Turning Brickell condos into a rental cash source tricky
Written by Camila Cepero on September 13, 2016
For years, local and international investors have been turning to Brickell condos as a safe place to put their money and make a profit by renting units. But the exact process of turning a condo from an empty space into a source of revenue includes a number of factors, each of which can be dealt with uniquely based on personal preference.
“The first thing you need to look at is what your condo documents allow,” said William G. Hardin, director of Florida International University’s Tibor & Sheila Hollo School of Real Estate.
“Typically we assume that all units can be rented, but in certain high-end buildings, rentals are not okay.”
Still in others, he said, while renting is allowed, tenants would have to be approved.
“Basically the first thing is [to find out if] there are limitations in the building where the unit is located,” Dr. Hardin said. “You need to review the documents and bylaws of the homeowner association.”
“The second thing is figuring out how much involvement you want to have. Do you want to manage or do you want to offload that to someone else?”
Renters need to decide whether they want to be directly involved in the leasing process or whether they want to get an agent or broker involved, he said.
“If there’s a broker involved, fees are typically one month’s rent on a 12-month lease. That’s typical commission, so there is a fee or cost associated. Of course, [renters] can delegate to an agent more or less of the activity… Of course, all those activities reduce the net cash flow that you get from the rental.”
Sometimes, however, the location of the owners plays a big role when deciding whether to self-manage.
“It’s pretty hard to do all of these activities if you don’t live in Miami because you’re competing with people who can make a quick decision, who are available,” Dr. Hardin said. “So if you’re in a different country then it’s harder to lease or manage an asset. That’s just the way it is.”
“Then, of course, you have to determine what the market rent is, which is relatively straightforward. If you went into any building you can pull asking rents, then the MLS database, then that can give you an idea of what you can truly rent for.”
According to the residential president of the Miami Association of Realtors, Carlos Gutierrez, costs such as the mortgage, association fees, taxes and possible additional insurance need to be taken into account.
Additionally, renters “have to make sure the association allows [rentals].”
“Sometime they allow one per year, sometime every three months… The most lucrative is one per month… With short-term rentals you can charge the most but they are the most work in terms of managing, cleaning and getting it ready to put back on the market.”
One important factor to look for, Mr. Gutierrez said, is a dog-friendly building.
“Dog-friendly buildings open themselves up to people looking to rent. Building that are not dog-friendly turn away [possible tenants].”

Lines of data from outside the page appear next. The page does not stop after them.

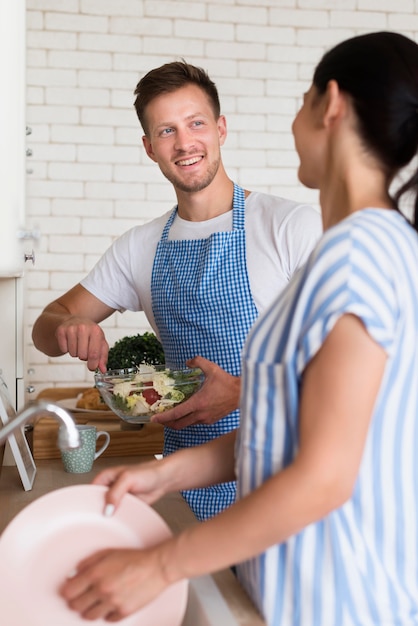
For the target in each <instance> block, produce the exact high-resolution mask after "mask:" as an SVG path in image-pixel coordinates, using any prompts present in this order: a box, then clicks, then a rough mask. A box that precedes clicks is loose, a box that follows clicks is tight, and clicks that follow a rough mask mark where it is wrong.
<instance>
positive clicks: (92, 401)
mask: <svg viewBox="0 0 418 626" xmlns="http://www.w3.org/2000/svg"><path fill="white" fill-rule="evenodd" d="M76 407H77V408H78V409H89V410H90V411H110V410H111V409H110V408H109V407H108V406H107V404H106V402H105V401H104V400H103V399H102V396H101V395H100V392H99V390H98V389H96V387H89V388H88V389H86V390H85V391H83V393H82V394H81V396H79V397H78V399H77V404H76Z"/></svg>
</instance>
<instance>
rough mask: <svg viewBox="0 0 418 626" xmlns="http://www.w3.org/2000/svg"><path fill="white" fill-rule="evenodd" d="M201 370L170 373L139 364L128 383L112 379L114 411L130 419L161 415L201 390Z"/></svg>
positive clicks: (155, 368) (166, 369)
mask: <svg viewBox="0 0 418 626" xmlns="http://www.w3.org/2000/svg"><path fill="white" fill-rule="evenodd" d="M202 380H203V375H202V371H201V370H200V369H197V368H196V369H190V370H170V369H169V368H166V367H158V366H153V365H145V364H141V365H139V366H138V368H137V371H136V373H135V372H134V373H133V374H132V376H131V377H130V379H128V380H126V377H125V379H124V380H122V381H120V382H119V381H118V379H117V378H114V379H113V381H112V382H113V388H112V394H113V402H112V403H113V405H114V408H115V409H117V410H119V411H123V412H124V413H127V414H129V415H132V416H140V415H149V414H151V413H152V414H154V413H162V412H163V411H166V410H167V409H171V408H172V407H173V406H175V405H176V404H179V403H180V402H183V401H184V400H186V399H187V398H189V397H190V396H191V395H192V394H193V393H194V392H195V391H197V389H198V388H199V387H200V386H201V383H202Z"/></svg>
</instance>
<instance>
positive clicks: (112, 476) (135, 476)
mask: <svg viewBox="0 0 418 626" xmlns="http://www.w3.org/2000/svg"><path fill="white" fill-rule="evenodd" d="M164 466H165V464H164V461H157V460H155V461H148V462H146V463H139V464H137V465H120V466H117V467H109V468H108V469H105V470H103V471H102V472H100V473H99V474H97V476H96V477H95V478H94V479H93V481H92V482H93V484H94V485H104V486H106V487H109V489H108V491H107V492H106V495H105V501H106V505H112V506H113V507H114V508H117V507H118V505H119V504H120V502H121V500H122V498H123V496H124V495H125V493H131V494H133V495H135V496H138V497H140V498H141V500H143V501H144V502H146V503H147V504H152V503H153V502H156V501H157V500H159V498H161V497H162V496H163V495H164V494H165V493H167V492H168V481H167V480H166V472H165V471H164ZM108 510H111V509H108Z"/></svg>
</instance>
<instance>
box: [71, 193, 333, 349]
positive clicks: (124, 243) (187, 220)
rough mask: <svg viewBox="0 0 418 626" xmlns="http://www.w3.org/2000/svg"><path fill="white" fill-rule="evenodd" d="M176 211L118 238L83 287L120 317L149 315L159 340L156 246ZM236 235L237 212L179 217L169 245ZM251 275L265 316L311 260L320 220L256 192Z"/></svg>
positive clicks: (157, 219)
mask: <svg viewBox="0 0 418 626" xmlns="http://www.w3.org/2000/svg"><path fill="white" fill-rule="evenodd" d="M170 213H171V211H169V212H167V213H165V214H164V215H162V216H161V217H158V218H156V219H155V220H152V221H151V222H148V223H147V224H143V225H141V226H135V227H134V228H131V229H130V230H129V231H127V232H126V233H124V234H123V235H122V236H121V237H119V238H118V239H117V240H116V241H115V242H114V243H113V244H112V246H110V248H109V249H108V250H107V251H106V252H105V254H104V255H103V256H102V258H101V259H100V260H99V261H98V263H97V264H96V265H95V266H94V267H93V269H92V270H91V271H90V273H89V274H88V275H87V276H86V277H85V278H84V279H83V280H82V281H81V284H82V285H83V287H84V288H85V289H87V290H88V291H89V292H90V293H92V294H93V295H94V296H96V298H98V299H99V300H101V301H102V302H104V303H105V304H107V305H108V306H110V307H112V308H113V309H116V310H118V311H121V312H123V311H125V310H129V311H144V312H145V314H146V316H147V318H148V321H149V323H150V325H151V326H152V328H153V330H154V332H155V334H156V335H157V337H158V336H159V333H158V328H157V327H156V324H155V320H154V316H153V312H152V300H151V275H152V268H153V263H154V257H155V252H156V248H157V244H158V242H159V241H160V238H161V235H162V231H163V228H164V226H165V224H166V222H167V220H168V217H169V214H170ZM229 230H232V211H228V212H227V213H223V214H222V215H219V216H218V217H215V218H213V219H210V220H206V221H203V222H190V221H188V220H184V219H182V218H180V217H179V216H178V215H177V216H176V218H175V220H174V223H173V225H172V227H171V229H170V233H169V239H206V238H207V237H209V236H210V235H211V234H212V233H214V232H220V231H229ZM245 232H246V243H247V271H248V277H249V281H250V286H251V291H252V295H253V298H254V303H255V305H256V307H257V310H258V313H259V314H260V313H261V312H263V311H264V310H265V309H266V307H267V306H268V305H269V304H270V303H271V302H272V301H273V299H274V298H275V297H276V296H277V294H278V293H279V292H280V291H281V290H282V289H283V287H284V286H285V285H286V284H287V283H288V281H289V279H290V277H291V276H292V274H293V273H294V272H295V270H297V269H298V268H299V267H301V266H302V265H303V264H304V263H305V261H306V260H307V258H308V256H309V254H310V252H311V250H312V249H313V247H314V245H315V243H316V242H317V240H318V238H319V237H320V235H321V234H322V223H321V217H320V214H319V212H318V211H317V210H315V209H314V208H313V207H311V206H309V205H306V204H299V203H296V202H293V201H291V200H286V199H283V198H278V197H276V196H272V195H269V194H265V193H260V192H252V193H251V194H250V195H249V196H248V197H247V199H246V201H245Z"/></svg>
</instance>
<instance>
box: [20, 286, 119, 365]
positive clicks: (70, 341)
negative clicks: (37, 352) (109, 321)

Once a renter has received permission from the association, the next step, Mr. Gutierrez said, is to have a realtor do an analysis and reach a consensus on rental price.
All in all, a lot of costs need to be taken care of before any revenue can be made.
“You have the mortgage principal and interest,” said Mr. Gutierrez. “If you own the property, the taxes to own it; if you rent it, you have income tax. You have the condo association dues. In some situations, not all, supplemental insurance… Some repairs are covered by the building, some by the owners. If the oven breaks or the AC freezes or the tiles crack, you have to set aside funds to hire someone to fix it.”
“[Brickell is] a pretty big destination for [renting],” he said. “A lot of jobs for young professionals are moving in there, so that’s basically the draw [and] a lot of activity and nightlife. Maybe they aren’t ready to buy so they’re going to rent, but it’s extremely popular.”